Implementing an order management and fulfillment solution is a team effort, which requires solid project management to identify all necessary steps that should be assigned to a timeline along with designations of responsibility.
In addition to configuring, modifying, and customizing the new system, implementation also entails data conversion of customer files, inventory files, and some key information from order records — all of which need careful planning, testing, and review (even eyeballing random samples) when completed.
You will also need to write up several dozen business use case scenarios that you and the vendor can use to see how the system handles everything.
Here’s what to consider during the testing and training phase for your new order management system:
Within a month or so of your scheduled “Go Live” date, begin to test the final system with the same test scenarios, and do “regression” testing to determine how well the new systems are integrated with your legacy applications. This is a painstaking process so don’t neglect it or give it short-shrift, especially checking how well the new system integrates with your accounting package.
Simultaneously, you should undertake training of users and managers on the new system. You may be training only a small number of your own staff who will then train everyone else and new employees hired later. This ‘training the trainers’ approach is a sound one, and is actually preferable, if it makes sense for your company.

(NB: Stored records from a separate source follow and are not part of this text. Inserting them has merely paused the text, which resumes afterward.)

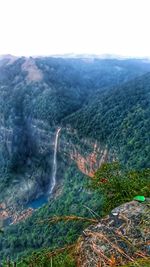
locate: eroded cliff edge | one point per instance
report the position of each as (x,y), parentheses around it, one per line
(120,237)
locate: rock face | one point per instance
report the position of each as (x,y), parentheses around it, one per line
(120,237)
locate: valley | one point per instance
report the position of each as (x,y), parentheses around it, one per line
(61,119)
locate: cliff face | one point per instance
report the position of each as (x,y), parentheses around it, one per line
(118,238)
(35,152)
(87,154)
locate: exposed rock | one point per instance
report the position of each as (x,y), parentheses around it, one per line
(34,74)
(122,236)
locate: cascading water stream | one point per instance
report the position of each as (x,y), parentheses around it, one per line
(53,183)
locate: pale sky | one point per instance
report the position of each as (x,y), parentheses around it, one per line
(45,27)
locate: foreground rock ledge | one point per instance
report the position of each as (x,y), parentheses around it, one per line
(122,236)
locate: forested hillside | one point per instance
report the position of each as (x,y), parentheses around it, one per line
(103,109)
(120,119)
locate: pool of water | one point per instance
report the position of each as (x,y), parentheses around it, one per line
(37,203)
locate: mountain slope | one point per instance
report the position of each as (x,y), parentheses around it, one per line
(120,119)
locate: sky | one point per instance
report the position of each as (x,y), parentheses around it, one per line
(46,27)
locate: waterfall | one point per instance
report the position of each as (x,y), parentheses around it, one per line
(55,162)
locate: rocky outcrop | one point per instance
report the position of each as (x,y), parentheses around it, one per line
(86,153)
(120,237)
(33,73)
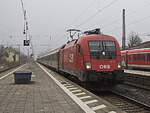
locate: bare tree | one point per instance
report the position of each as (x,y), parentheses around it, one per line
(134,39)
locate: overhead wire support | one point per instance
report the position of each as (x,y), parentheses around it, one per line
(100,10)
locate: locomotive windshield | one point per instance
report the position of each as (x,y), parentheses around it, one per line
(102,49)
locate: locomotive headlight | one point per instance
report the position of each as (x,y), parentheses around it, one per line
(88,65)
(119,65)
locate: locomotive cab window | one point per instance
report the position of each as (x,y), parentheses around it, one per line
(102,49)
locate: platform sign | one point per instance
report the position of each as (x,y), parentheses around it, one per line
(26,42)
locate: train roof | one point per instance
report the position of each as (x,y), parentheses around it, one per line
(136,50)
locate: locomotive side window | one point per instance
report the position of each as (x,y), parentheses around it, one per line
(102,49)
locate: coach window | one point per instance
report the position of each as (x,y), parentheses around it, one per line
(139,57)
(143,57)
(130,57)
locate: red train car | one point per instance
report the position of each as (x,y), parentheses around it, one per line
(136,58)
(91,58)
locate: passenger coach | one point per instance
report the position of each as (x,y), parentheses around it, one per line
(136,58)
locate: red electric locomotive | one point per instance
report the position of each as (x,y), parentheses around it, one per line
(136,58)
(91,58)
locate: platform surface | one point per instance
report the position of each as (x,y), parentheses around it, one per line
(42,95)
(138,72)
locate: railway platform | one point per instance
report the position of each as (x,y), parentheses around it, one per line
(47,94)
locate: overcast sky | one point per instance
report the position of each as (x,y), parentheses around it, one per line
(53,17)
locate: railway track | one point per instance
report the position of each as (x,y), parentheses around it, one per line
(126,104)
(129,98)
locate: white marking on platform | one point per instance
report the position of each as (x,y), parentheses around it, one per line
(80,94)
(84,97)
(72,88)
(11,72)
(69,86)
(112,112)
(90,101)
(98,107)
(86,108)
(76,91)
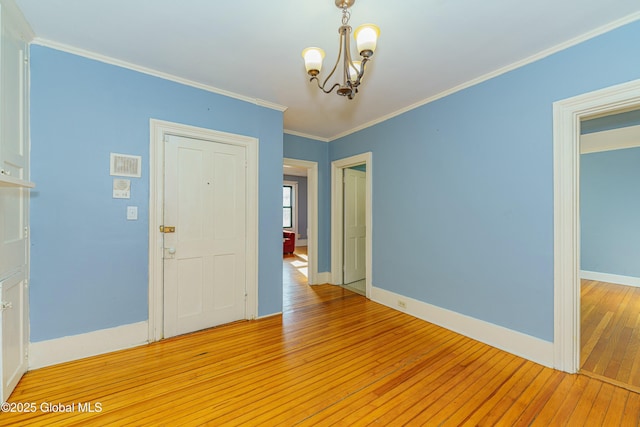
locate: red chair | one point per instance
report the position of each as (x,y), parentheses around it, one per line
(288,242)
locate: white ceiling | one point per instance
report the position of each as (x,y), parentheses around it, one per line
(252,47)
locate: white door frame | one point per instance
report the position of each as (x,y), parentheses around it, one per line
(337,255)
(567,115)
(158,130)
(294,210)
(312,215)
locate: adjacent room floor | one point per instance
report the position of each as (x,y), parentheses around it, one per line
(610,332)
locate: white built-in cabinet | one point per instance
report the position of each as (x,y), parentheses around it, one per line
(14,196)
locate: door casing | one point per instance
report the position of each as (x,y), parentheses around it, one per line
(158,130)
(567,115)
(312,216)
(337,233)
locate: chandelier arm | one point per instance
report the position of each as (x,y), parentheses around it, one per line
(360,72)
(322,87)
(333,70)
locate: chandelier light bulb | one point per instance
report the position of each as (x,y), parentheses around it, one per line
(313,57)
(350,71)
(354,70)
(366,36)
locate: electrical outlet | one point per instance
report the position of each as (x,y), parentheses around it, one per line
(132,213)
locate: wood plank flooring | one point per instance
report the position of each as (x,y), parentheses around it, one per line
(610,332)
(332,358)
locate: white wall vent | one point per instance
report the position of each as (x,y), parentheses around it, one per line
(126,165)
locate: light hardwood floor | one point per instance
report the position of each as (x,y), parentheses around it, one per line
(610,332)
(332,358)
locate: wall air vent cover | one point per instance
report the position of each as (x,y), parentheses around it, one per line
(126,165)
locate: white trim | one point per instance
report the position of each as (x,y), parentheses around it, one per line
(523,345)
(158,131)
(65,349)
(305,135)
(533,58)
(312,216)
(610,278)
(337,174)
(266,316)
(567,115)
(614,139)
(323,278)
(149,71)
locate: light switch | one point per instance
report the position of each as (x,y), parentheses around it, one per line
(132,213)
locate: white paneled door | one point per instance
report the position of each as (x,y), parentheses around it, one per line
(354,226)
(205,256)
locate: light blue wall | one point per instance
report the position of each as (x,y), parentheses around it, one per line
(89,265)
(463,186)
(300,204)
(296,147)
(609,212)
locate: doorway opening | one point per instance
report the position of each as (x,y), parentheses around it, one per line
(301,176)
(351,223)
(567,116)
(610,248)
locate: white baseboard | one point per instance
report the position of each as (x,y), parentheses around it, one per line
(523,345)
(65,349)
(266,316)
(610,278)
(323,278)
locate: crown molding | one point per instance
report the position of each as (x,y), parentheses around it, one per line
(22,26)
(166,76)
(306,135)
(515,65)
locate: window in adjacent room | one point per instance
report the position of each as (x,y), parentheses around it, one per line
(287,206)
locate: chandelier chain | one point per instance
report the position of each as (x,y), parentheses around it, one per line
(346,15)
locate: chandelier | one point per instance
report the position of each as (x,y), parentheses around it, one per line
(366,37)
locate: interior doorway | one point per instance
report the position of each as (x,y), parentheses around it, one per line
(567,115)
(610,248)
(293,168)
(354,228)
(351,222)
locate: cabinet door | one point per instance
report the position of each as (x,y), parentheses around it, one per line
(13,330)
(14,201)
(14,152)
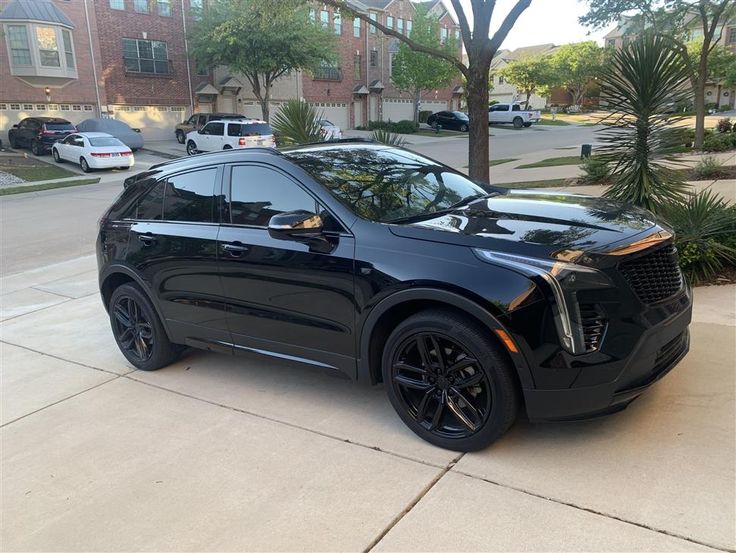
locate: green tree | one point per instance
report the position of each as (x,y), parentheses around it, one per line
(675,20)
(480,45)
(416,71)
(529,76)
(262,40)
(640,84)
(575,66)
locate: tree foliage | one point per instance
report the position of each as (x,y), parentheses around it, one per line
(575,66)
(533,75)
(414,71)
(640,84)
(261,40)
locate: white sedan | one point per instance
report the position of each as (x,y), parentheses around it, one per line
(93,150)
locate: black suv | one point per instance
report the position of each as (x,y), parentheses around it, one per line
(466,301)
(39,133)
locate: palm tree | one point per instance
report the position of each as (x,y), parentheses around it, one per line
(641,84)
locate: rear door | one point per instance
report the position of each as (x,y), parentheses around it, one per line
(173,245)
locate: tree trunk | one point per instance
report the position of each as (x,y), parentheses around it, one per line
(478,150)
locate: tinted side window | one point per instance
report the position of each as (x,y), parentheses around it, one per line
(190,197)
(258,193)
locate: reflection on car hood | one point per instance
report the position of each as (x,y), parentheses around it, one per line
(542,222)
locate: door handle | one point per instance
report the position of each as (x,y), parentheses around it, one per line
(147,239)
(235,249)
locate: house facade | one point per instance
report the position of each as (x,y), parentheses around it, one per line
(128,59)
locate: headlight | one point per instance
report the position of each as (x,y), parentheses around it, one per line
(565,280)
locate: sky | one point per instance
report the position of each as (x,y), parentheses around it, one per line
(554,21)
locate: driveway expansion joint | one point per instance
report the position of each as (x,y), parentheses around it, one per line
(593,511)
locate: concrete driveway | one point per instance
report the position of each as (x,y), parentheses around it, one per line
(221,453)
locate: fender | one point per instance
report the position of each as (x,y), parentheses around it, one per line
(119,268)
(452,299)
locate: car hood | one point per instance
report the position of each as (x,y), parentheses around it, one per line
(536,224)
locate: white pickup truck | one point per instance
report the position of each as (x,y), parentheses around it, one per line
(513,114)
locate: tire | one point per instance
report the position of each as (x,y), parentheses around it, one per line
(138,330)
(428,401)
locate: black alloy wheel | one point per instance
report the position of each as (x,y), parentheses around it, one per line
(138,330)
(448,381)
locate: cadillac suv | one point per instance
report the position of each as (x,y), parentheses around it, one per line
(469,303)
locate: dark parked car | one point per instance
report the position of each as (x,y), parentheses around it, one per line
(199,120)
(455,120)
(39,133)
(133,139)
(467,302)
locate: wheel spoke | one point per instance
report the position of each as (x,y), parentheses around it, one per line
(455,409)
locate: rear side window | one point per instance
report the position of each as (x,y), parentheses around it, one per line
(258,193)
(190,196)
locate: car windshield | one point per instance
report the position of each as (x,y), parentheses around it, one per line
(105,141)
(386,184)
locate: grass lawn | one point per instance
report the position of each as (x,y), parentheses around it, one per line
(48,186)
(553,162)
(534,183)
(35,172)
(504,160)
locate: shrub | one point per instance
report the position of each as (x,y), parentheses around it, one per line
(387,137)
(597,170)
(718,143)
(705,225)
(707,168)
(724,125)
(297,122)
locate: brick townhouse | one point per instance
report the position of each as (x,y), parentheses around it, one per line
(128,59)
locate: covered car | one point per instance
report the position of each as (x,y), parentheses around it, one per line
(132,139)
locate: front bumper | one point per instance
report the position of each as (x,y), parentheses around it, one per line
(658,351)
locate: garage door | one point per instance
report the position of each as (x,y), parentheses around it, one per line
(398,109)
(155,122)
(337,114)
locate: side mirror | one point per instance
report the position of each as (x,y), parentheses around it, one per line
(295,225)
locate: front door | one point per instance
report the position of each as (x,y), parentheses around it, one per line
(284,298)
(173,244)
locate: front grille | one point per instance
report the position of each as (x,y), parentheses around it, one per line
(655,276)
(594,325)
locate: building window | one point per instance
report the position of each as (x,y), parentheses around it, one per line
(66,37)
(145,56)
(357,66)
(141,6)
(164,7)
(20,52)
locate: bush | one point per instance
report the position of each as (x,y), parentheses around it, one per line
(718,142)
(707,168)
(705,226)
(424,115)
(724,125)
(597,170)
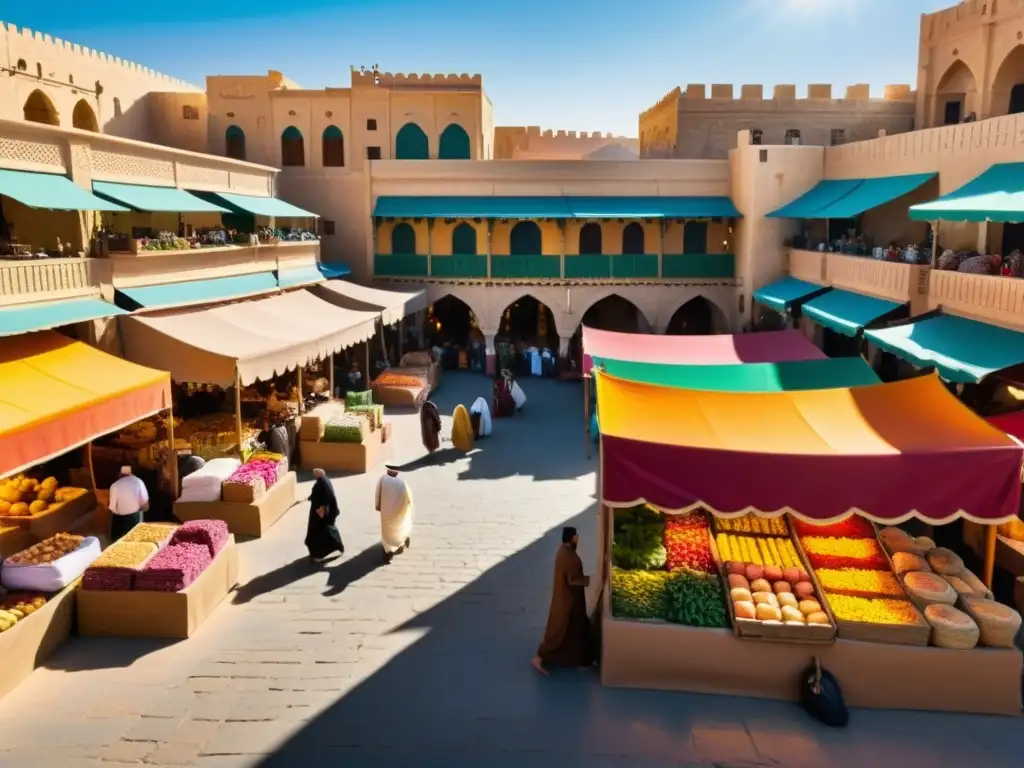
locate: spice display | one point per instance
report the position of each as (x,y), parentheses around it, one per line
(173,568)
(760,550)
(388,379)
(211,534)
(844,553)
(638,594)
(851,527)
(47,551)
(148,532)
(751,523)
(859,582)
(872,609)
(345,428)
(694,598)
(639,540)
(687,543)
(26,497)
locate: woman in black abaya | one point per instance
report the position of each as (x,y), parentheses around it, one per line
(323,537)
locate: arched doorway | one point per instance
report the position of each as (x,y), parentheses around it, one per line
(403,239)
(615,313)
(411,143)
(527,324)
(590,240)
(1008,86)
(451,326)
(235,142)
(633,240)
(524,240)
(84,118)
(333,144)
(464,240)
(695,317)
(454,143)
(293,150)
(39,109)
(954,93)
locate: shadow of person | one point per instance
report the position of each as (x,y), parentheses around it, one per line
(349,571)
(278,579)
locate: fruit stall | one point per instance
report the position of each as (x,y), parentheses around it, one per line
(158,582)
(726,350)
(692,573)
(347,435)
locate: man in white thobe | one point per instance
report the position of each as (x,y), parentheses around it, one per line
(129,500)
(394,502)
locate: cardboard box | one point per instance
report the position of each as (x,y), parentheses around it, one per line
(33,640)
(245,519)
(175,615)
(345,457)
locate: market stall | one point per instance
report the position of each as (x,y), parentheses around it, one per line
(697,562)
(237,346)
(345,436)
(719,349)
(159,581)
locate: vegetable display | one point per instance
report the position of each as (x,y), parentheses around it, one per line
(694,598)
(639,540)
(687,544)
(755,525)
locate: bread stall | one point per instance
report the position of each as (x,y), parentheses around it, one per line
(233,347)
(691,572)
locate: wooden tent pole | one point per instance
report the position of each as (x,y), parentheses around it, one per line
(238,410)
(989,555)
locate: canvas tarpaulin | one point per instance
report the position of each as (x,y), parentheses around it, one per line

Here’s what to consider before full implementation:
Plan your Go Live for the middle of the week so you can have a few days of final practice. Come in the next day and start using the new system for real, then have a couple of more days to firm up everyone’s confidence.
Keep your old system up and running not just as an “emergency fall-back,” but for reference purposes, at least until all back-orders generated on that system have been filled.
Finally, congratulate everyone on a job well done — and make sure everyone makes full use of the new resources they now have at their disposal. It would be a shame to waste them!